Two Infocult interests coincided in a single book. Our polar music exploration met a recent Kim Stanley Robinson reading as I read the latter's Antarctica (1998). I remember choosing not to read it when it came out, as I was disappointed by the later Mars novels (unworthy of their excellent first, Red Mars). And there are quite a few connections, like feral utopians heading to a planetary ice cap to live, and exploring the love of a forbidding landscape.
There are also connections with later books. Charactes (Phil Chase), titles ("Science in the Capitol"), and many themes recur in his global warming novels, for instance.
The novel follows a set of characters who visit, work in, or live in Antarctica. Their paths intersect on the way to experiencing an act of ecotage.
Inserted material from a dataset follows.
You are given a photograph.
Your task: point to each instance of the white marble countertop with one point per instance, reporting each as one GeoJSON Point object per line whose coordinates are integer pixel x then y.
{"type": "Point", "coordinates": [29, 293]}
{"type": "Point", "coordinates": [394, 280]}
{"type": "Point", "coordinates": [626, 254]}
This classic historical novel framework, complete with representatives of various classes and political sectors, sketches out the lived world of the polar continent at a moment in time (the near future).
The historical record of polar exploration is a persistent occupation of all characters. While occupying a great deal of text, this approach never bogs down, since the continent's human record is so thin, and the explorations so vividly connected to daily life.
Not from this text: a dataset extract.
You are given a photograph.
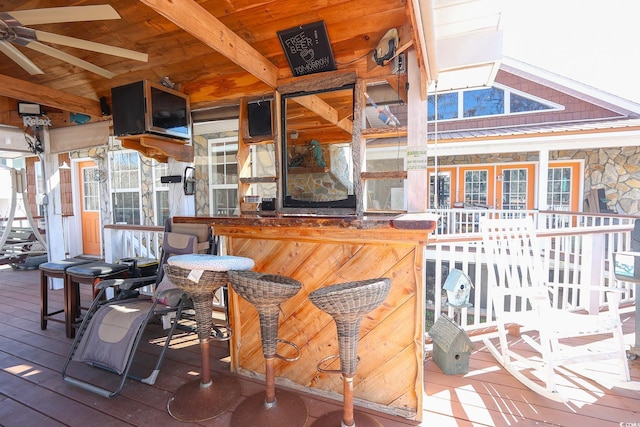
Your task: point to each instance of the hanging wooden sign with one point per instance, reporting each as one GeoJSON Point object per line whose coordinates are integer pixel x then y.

The novel glories in the landscape, celebrating its views, temperature, sublimity, and especially language. Words dot the text, eliciting a different world in classic sf fashion: firn, dolerite, mawsoni, nunataks, hoosh, woo.
I can't remember if Robinson uses this phrase elsewhere, but Antarctica is aimed at "Gotterdammerung capitalism," which describes global markets devouring planetary resources, and hastening catastrophic global warming (35 and elsewhere; repeated by a very different political character at 442). The continent appears as an area of resistance to this movement, generally, although the concluding political scenes are unfortunately one-sides in argument and political representation.
This continental-political device does allow for some nice lines, like:
It's a dog-eat-dog world, especially if you shoot half your huskies and feed them to the rest (177)
I read this in ideal circumstances: very, very hot and humid Carolina summer weather, and on my first big wilderness hike.